If you are in to grow your own and eating seasonally then this has got to be a crop for you. We planted five asparagus three years ago and this year in the warm weather they are going mad.
You do need well drained soil and you do need to build up a hump to spread the plant roots over. Our bed is about 3 feet wide and 10 foot long at most. After that it needs little looking after, keep weed free, mulch, and after June leave the plants to go to ferns and build up their strength.
We have a good half dozen spears every day for the last week and that should go on till mid June. When we had only a few at the start I would slice them into an omelette for lunch. As the amount grows they become more of a major dish. I usually steam them or blanch quickly. Two lunch dishes this week have taken advantage of bits of pieces left in the fridge or freezer.

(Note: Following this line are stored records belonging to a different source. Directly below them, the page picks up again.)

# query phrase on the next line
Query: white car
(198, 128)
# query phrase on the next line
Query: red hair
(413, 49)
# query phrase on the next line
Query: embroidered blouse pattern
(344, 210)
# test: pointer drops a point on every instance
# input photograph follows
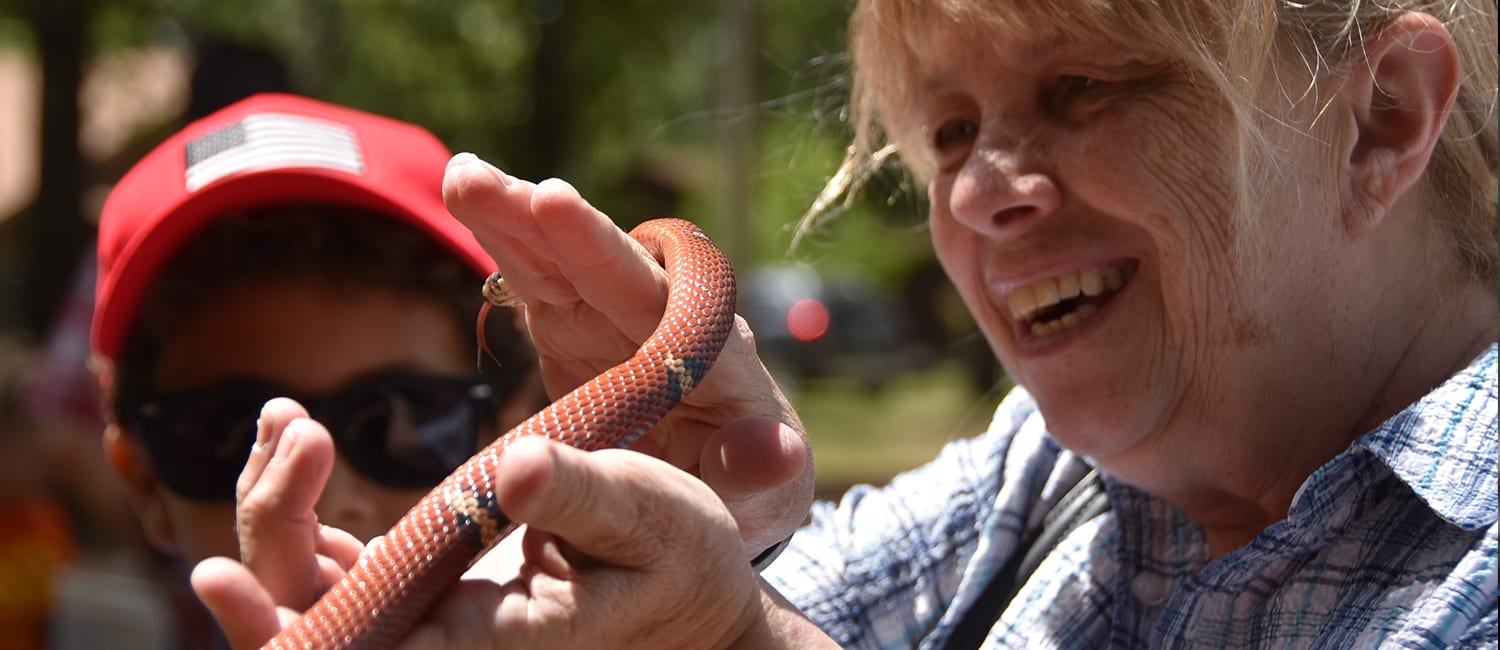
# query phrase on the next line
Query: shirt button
(1149, 589)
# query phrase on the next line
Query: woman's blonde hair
(1230, 45)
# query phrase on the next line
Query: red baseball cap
(260, 152)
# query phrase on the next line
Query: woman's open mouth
(1055, 305)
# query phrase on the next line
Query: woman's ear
(1400, 92)
(141, 485)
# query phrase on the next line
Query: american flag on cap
(270, 141)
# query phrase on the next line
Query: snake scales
(428, 550)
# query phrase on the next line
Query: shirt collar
(1443, 446)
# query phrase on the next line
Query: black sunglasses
(399, 430)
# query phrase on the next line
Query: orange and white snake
(428, 550)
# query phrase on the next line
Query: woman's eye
(1074, 93)
(954, 132)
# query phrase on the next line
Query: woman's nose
(999, 191)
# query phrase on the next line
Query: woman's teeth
(1059, 303)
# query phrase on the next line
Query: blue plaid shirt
(1391, 544)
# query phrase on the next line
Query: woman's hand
(620, 550)
(593, 294)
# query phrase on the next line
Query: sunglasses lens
(410, 433)
(401, 431)
(200, 443)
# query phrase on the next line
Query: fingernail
(468, 158)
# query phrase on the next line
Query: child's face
(311, 340)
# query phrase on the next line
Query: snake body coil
(428, 550)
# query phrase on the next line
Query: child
(284, 246)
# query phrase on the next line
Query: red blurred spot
(807, 320)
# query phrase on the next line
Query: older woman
(1239, 258)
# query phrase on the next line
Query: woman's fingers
(245, 610)
(279, 535)
(764, 473)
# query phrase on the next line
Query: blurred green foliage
(623, 99)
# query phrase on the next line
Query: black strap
(1082, 503)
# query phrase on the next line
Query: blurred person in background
(1241, 261)
(285, 246)
(36, 533)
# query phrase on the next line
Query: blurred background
(726, 113)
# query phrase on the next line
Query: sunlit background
(729, 114)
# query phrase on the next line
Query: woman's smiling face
(1083, 203)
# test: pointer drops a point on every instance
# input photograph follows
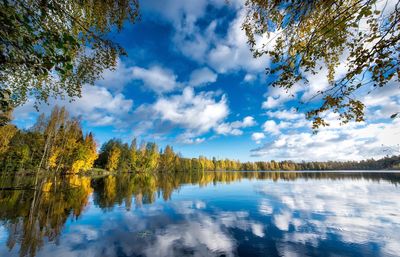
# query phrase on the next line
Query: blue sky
(189, 80)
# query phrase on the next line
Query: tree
(313, 35)
(52, 48)
(113, 158)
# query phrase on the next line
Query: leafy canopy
(313, 35)
(53, 47)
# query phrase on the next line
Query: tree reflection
(34, 210)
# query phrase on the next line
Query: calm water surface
(202, 214)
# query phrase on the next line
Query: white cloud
(198, 113)
(116, 79)
(257, 136)
(156, 78)
(98, 106)
(271, 127)
(234, 128)
(286, 114)
(202, 77)
(353, 141)
(233, 52)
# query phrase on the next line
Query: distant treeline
(57, 143)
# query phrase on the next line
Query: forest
(57, 144)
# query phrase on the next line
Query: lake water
(202, 214)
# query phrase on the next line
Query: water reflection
(201, 214)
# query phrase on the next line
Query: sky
(190, 81)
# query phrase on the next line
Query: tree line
(56, 143)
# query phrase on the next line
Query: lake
(202, 214)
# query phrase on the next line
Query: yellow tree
(113, 158)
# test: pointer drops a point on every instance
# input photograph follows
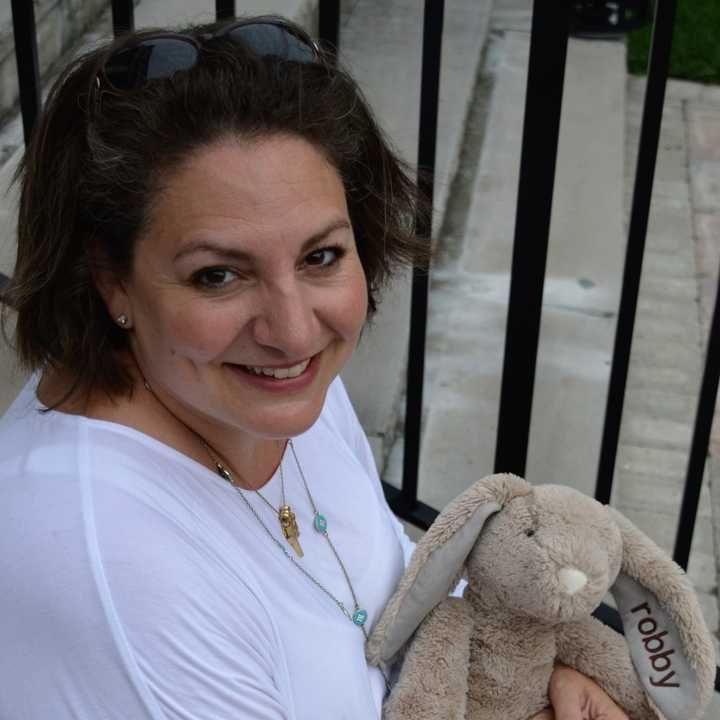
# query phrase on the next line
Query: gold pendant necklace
(286, 517)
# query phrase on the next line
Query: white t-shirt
(135, 584)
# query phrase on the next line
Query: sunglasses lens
(266, 39)
(151, 59)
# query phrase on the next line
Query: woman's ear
(670, 644)
(438, 561)
(110, 288)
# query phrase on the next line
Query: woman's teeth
(279, 373)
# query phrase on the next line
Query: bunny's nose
(572, 580)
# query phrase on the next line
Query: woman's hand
(576, 697)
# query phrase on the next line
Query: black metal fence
(552, 22)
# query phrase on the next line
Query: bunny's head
(551, 553)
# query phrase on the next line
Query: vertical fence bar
(23, 13)
(429, 98)
(700, 441)
(329, 24)
(123, 12)
(224, 9)
(543, 103)
(642, 195)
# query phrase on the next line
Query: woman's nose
(286, 321)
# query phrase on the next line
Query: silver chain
(225, 473)
(285, 552)
(325, 532)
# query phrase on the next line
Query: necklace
(286, 517)
(358, 616)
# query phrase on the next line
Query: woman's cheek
(206, 331)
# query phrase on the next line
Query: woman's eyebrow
(240, 255)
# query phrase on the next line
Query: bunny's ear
(671, 647)
(438, 561)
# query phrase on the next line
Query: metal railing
(548, 45)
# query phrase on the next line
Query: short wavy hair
(91, 171)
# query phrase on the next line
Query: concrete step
(381, 43)
(469, 294)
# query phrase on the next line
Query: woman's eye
(324, 257)
(213, 278)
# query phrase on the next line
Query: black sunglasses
(161, 55)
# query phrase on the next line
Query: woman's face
(247, 295)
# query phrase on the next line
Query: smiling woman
(193, 525)
(206, 218)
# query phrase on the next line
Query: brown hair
(91, 169)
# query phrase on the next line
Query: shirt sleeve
(200, 638)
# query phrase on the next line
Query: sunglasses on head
(159, 56)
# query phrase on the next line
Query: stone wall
(59, 23)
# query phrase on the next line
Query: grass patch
(696, 48)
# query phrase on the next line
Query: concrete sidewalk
(470, 283)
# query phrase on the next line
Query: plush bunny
(538, 561)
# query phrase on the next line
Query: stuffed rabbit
(538, 561)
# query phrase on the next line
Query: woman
(194, 526)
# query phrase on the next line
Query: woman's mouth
(278, 373)
(292, 377)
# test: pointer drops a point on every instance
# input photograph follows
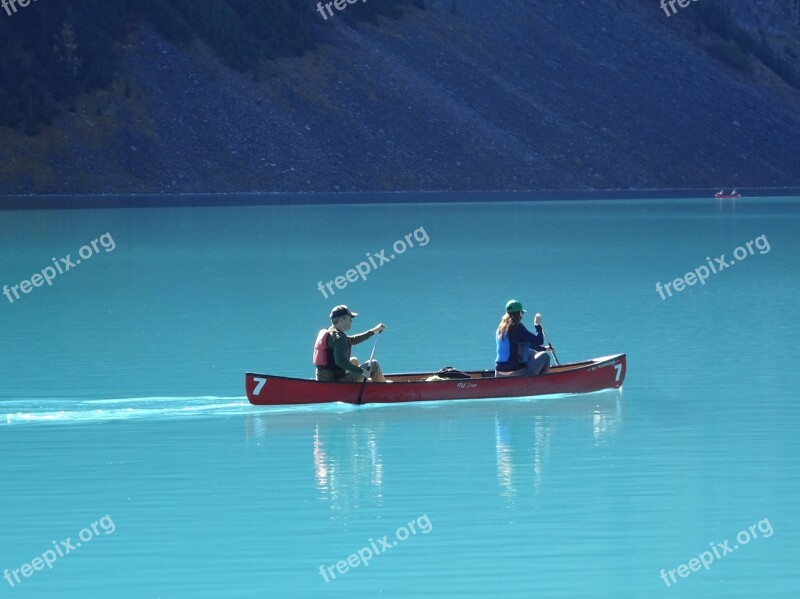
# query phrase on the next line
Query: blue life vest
(503, 349)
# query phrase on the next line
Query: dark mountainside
(503, 95)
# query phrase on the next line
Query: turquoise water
(122, 404)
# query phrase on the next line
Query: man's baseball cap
(342, 311)
(514, 306)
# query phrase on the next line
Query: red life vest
(323, 353)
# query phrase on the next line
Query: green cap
(514, 306)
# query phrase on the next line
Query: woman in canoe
(332, 351)
(520, 352)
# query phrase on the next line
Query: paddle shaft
(551, 345)
(369, 362)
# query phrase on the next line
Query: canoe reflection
(354, 450)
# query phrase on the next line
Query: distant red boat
(581, 377)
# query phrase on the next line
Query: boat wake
(76, 411)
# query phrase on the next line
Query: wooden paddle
(369, 362)
(551, 345)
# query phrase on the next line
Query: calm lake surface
(122, 403)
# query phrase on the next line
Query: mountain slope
(501, 95)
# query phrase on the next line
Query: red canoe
(581, 377)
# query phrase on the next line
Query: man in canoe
(332, 351)
(520, 352)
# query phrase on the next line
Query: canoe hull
(583, 377)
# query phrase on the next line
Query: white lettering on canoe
(261, 382)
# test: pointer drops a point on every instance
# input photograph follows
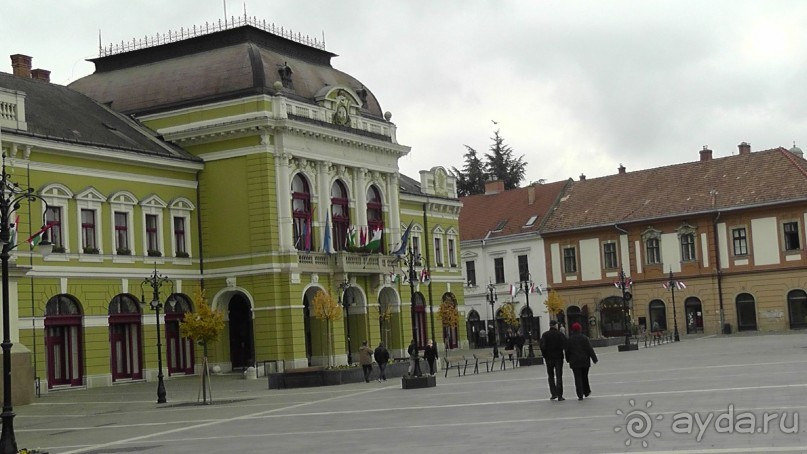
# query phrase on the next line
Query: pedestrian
(430, 353)
(381, 355)
(366, 360)
(553, 344)
(413, 356)
(580, 354)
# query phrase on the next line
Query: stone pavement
(719, 394)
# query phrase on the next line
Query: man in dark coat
(552, 345)
(579, 354)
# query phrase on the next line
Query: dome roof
(228, 64)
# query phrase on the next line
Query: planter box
(319, 376)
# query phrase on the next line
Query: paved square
(724, 394)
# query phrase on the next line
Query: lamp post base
(424, 381)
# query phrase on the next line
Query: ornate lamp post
(623, 283)
(492, 298)
(10, 200)
(526, 287)
(155, 281)
(345, 303)
(672, 284)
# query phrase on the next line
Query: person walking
(580, 354)
(413, 355)
(553, 344)
(381, 355)
(430, 353)
(366, 360)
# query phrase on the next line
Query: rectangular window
(609, 255)
(569, 260)
(122, 232)
(791, 236)
(152, 237)
(53, 218)
(740, 241)
(470, 272)
(438, 251)
(498, 267)
(688, 247)
(653, 251)
(179, 236)
(523, 268)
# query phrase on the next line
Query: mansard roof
(217, 66)
(55, 112)
(746, 180)
(507, 213)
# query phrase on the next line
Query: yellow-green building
(241, 163)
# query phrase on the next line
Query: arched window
(301, 212)
(746, 312)
(375, 220)
(340, 215)
(797, 308)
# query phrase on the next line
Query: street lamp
(672, 284)
(343, 286)
(10, 200)
(492, 298)
(622, 284)
(411, 261)
(155, 281)
(526, 286)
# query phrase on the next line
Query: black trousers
(554, 372)
(581, 385)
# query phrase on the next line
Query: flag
(401, 251)
(375, 241)
(326, 244)
(425, 277)
(36, 238)
(13, 227)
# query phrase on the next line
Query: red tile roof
(740, 181)
(481, 213)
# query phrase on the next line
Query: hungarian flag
(37, 237)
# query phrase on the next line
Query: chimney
(494, 187)
(706, 154)
(41, 74)
(21, 65)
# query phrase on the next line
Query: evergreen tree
(471, 179)
(502, 166)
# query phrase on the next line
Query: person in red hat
(579, 355)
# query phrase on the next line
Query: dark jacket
(579, 352)
(381, 355)
(552, 344)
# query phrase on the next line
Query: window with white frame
(122, 207)
(57, 217)
(152, 209)
(181, 209)
(89, 203)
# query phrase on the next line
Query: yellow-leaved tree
(326, 309)
(554, 304)
(449, 316)
(203, 326)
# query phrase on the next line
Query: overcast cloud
(577, 87)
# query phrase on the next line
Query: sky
(576, 87)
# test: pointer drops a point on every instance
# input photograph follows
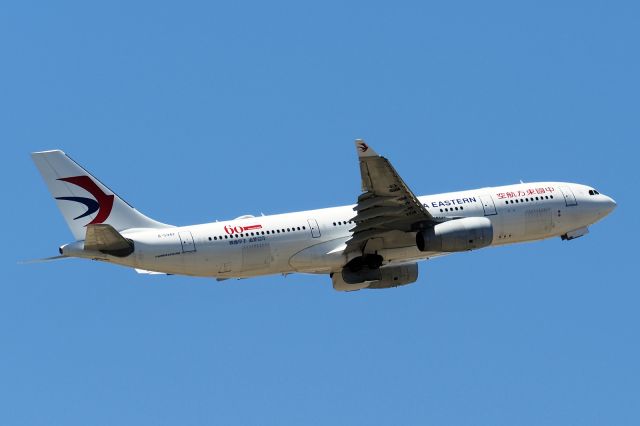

Firstly, in a hot dry frying pan heat up some sliced spicy meat - I had some left over spicy salami. When the juices run throw in some blanched asparagus and char slightly. Serve with grated hard cheese topping as a starter dish. Last week we had the first of our spring cauliflowers - so the asparagus topped a nice cauli cheese!
We have been out a few times this week so we have built up 2 days growth to be picked. Today they went mad and were up to 15 inches tall when we got home in the late afternoon. Temperatures up to 25 C all day and the plants just loved it.
Second dish I am trying when there are a good number of spears is to roast a dish full of asparagus with olive oil and black pepper till soft. Grate any cheese available to your taste - I had a bit of left over feta cheese one day which I mixed with a strong cheddar and that was good. Next time I tried mozzarella and Parmesan it was not so good. Any way, continue to bake in oven till cheese browns. Either top with bits of bacon or brown to a crisp some bacon on a separate dish and add to the top of the cheese later. Serve with a bit of salad makes a nice lunch.
Had half a dozen spears today so I sautéed them with half an onion, some left over boiled gammon chunks, a bit of red pepper and a big spoonful of mild chilli powder. Very tasty lunch with handful of salad leaves.
Monty Don on Gardener's World this Friday had an asparagus bed that was finally coming to fruition. Knowing he has very clay soil near Hereford I was surprised how flat it was!